第2話
慶智の杜という学び舎がある。場所は倭の国、一つの間につき二十人ほどの人数がいて共に多くのことを学んでいる。そんな学び舎だ。学び舎というものは基本的には少人数で行われるものである。あるいは、ほぼほぼ一対一で個人に対して行われるものもある。というよりはそれが基本的な形式なのだ。しかし慶智の杜は違う。いわく創設者の者が言った。’’他の者とも交わることにより、「より深くの知がみえる」’’。この言葉を愚直なのか或いは、ともかくこの学び舎はこの教えを守っている。そのため留学生のような遠き国から来る者たちとの交流、そして二十ほどの人数で学びを、知を求める営みが今日も行われていた。

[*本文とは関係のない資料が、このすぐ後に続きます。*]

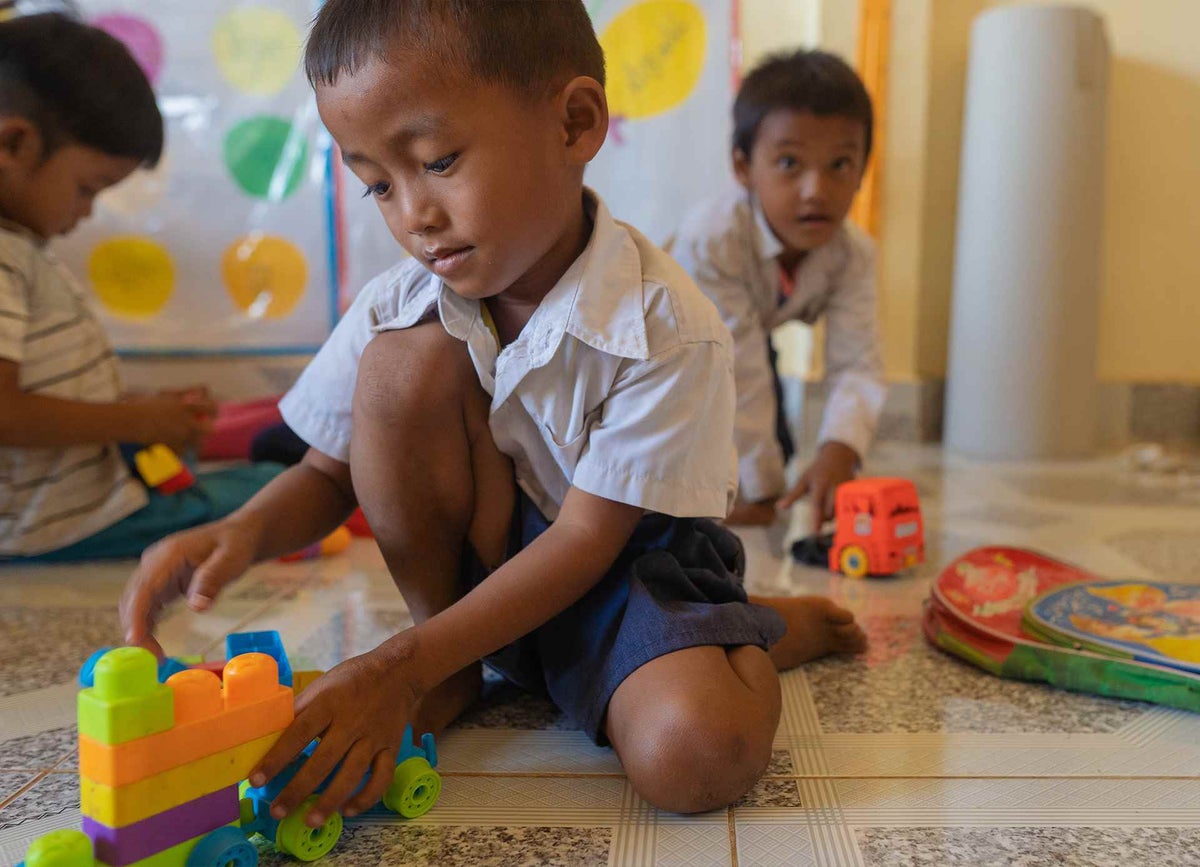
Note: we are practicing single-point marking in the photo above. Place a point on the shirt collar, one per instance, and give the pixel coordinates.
(598, 299)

そこに通っているとある少女がいた。名を澪車(みくるま)照(てる)という。彼女は優秀であった。慶知の杜は他の者と比較して上等な学び舎であった。施設や書の量、先生の質どれにおいてもそうだった。そしてなかでも上位の間というものがある。学びの質、そして武芸と家柄多くの資質や先生の贔屓により選ばれる。ともかくとして彼女、照が優秀だった。だからこそ、外の国の言語を学ぶことが強いられる、そんな留学生が学びに来る上位の間に彼女はいたのだ。
そんな中一人の少女照のもとに、いやその彼女がいる間に先生がやってくる。
彼女の鬱滞とした気分をさらに照り付けて強調する、そんな日の光のように、その知らせはやってきた。どうやら遥か彼方からこの学び舎である慶智の杜に留学生が来るという。

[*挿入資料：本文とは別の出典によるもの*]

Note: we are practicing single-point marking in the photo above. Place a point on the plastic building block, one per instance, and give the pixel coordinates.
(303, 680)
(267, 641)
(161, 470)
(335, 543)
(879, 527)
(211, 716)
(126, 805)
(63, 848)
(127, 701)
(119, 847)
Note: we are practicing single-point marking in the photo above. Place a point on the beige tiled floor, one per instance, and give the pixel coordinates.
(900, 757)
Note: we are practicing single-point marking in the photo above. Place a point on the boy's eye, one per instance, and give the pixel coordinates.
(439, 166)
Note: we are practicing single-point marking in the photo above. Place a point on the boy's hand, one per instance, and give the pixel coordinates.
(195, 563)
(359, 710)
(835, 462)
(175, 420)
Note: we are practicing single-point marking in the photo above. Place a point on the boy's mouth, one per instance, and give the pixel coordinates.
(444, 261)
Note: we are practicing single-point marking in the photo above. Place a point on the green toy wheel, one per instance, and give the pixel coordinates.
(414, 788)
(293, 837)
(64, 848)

この日差しのせいか或いは他の要因のせいかはわからない。けれど、ともかくなんとも言えないものがこみ上げてくる。
なんなのだろうか。わからない。齢が十三を超えて女性になってしまってることを自覚しているからか、わからない。
わからないよ。ただただ不快だ。気分が晴れない。特段深刻なわけじゃないけれど。